Abstract

The objective of this study was to determine if aspirin users presenting with acute coronary syndromes are at higher risk for subsequent clinical events. In a trial evaluating combination antithrombotic therapy in resting angina or non-Q-wave myocardial infarction (MI), patients were prospectively dichotomized on admission into nonprior versus recent aspirin users. Then 105 nonprior users and 144 users were randomized to treatment with aspirin plus heparin/warfarin for 12 weeks.
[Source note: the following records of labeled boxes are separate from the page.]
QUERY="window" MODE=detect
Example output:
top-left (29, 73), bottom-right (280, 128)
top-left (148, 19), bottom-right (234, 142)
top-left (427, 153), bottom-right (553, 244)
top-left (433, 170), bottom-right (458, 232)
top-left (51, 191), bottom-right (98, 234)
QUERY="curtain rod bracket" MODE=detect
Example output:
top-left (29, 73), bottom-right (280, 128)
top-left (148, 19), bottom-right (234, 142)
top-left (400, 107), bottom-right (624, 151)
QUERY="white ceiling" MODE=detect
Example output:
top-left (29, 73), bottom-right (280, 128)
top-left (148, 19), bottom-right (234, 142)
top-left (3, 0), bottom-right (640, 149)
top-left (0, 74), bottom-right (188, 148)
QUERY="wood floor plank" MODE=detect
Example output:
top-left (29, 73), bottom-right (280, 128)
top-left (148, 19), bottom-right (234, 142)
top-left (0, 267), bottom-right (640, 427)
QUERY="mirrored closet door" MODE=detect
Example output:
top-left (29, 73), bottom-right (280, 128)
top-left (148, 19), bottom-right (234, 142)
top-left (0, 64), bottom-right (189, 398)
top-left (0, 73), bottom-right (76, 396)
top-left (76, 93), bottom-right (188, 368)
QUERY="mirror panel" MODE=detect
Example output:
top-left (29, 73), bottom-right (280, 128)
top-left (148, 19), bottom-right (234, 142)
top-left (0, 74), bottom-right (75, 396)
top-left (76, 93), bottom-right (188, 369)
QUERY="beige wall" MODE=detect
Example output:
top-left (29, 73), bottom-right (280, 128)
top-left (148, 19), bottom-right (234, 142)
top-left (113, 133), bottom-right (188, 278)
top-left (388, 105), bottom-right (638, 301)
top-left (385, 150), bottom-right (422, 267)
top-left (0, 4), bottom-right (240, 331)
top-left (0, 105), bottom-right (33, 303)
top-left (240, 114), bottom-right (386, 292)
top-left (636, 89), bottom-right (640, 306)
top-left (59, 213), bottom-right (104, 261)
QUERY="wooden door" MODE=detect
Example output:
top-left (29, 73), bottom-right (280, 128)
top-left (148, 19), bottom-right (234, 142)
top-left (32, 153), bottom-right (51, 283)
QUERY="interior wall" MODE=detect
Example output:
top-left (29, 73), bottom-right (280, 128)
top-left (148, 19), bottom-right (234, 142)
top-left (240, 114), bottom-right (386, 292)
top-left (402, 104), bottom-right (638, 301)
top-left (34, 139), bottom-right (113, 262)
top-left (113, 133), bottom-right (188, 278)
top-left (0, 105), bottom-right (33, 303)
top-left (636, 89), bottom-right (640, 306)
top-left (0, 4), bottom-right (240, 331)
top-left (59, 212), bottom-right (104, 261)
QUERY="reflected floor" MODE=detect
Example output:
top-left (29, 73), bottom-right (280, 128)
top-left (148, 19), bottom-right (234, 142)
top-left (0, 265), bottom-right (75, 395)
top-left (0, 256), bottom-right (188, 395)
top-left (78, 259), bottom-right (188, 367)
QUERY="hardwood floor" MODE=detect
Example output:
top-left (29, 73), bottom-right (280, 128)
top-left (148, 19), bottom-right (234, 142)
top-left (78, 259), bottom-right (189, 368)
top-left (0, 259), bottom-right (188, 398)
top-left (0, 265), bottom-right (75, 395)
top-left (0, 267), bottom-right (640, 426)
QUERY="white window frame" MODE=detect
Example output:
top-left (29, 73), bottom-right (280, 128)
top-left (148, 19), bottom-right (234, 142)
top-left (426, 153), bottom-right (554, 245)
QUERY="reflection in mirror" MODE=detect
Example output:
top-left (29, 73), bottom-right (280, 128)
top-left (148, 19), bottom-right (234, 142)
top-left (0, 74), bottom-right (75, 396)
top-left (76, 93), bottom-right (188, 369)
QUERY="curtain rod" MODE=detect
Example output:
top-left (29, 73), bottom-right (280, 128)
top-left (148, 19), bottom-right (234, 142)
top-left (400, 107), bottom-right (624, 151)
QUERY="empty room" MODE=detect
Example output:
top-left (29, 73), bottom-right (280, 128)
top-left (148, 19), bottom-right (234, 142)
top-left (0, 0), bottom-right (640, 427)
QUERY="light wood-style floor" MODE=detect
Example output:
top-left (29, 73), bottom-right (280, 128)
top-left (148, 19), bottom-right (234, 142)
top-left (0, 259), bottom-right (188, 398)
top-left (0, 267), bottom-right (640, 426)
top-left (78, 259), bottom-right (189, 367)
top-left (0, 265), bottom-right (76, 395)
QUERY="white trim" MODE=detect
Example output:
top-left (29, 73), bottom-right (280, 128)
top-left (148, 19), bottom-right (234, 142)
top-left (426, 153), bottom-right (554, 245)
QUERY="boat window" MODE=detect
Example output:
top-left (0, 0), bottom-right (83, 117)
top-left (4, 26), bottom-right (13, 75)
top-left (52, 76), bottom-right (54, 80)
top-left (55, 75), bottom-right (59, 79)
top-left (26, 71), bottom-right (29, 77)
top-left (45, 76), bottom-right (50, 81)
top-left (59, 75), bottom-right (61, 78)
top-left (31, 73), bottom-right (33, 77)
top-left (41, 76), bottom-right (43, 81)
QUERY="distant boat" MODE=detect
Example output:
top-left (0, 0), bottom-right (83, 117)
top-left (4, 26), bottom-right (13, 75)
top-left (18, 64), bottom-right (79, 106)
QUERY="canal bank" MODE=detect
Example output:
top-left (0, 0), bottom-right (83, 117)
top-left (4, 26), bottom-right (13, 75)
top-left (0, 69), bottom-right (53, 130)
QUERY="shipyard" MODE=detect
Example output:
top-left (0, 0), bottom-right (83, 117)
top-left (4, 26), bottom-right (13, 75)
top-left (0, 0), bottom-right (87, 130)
Recurrent myocardial ischemia occurring during the 12-week follow-up period was defined as recurrent angina (with electrocardiographic changes or prompting coronary revascularization), MI, or death. Prior aspirin users had a significantly higher incidence of previous MI, prior bypass grafting, beta-blocker use, or hypertension (p </= 0.003) and were more likely to present with unstable angina as opposed to non-Q-wave MI. (p </= 0.008). The cumulative probability of recurrent ischemic endpoints for nonprior versus recent users was 10% versus 21% at 14 days (log rank p = 0.03), and 19% versus 29%, at 12 weeks (p = 0.06). Using the Cox model, adjusting for variables significantly associated with outcome, aspirin use remained a significant predictor of 14-day outcome (p = 0.04) but not of 12-week outcome (p = 0.06). In conclusion, even after adjusting for significant differences in baseline variables, aspirin users presenting with rest angina or non-Q-infarction have a worse short-term prognosis in spite of maximal medical therapy.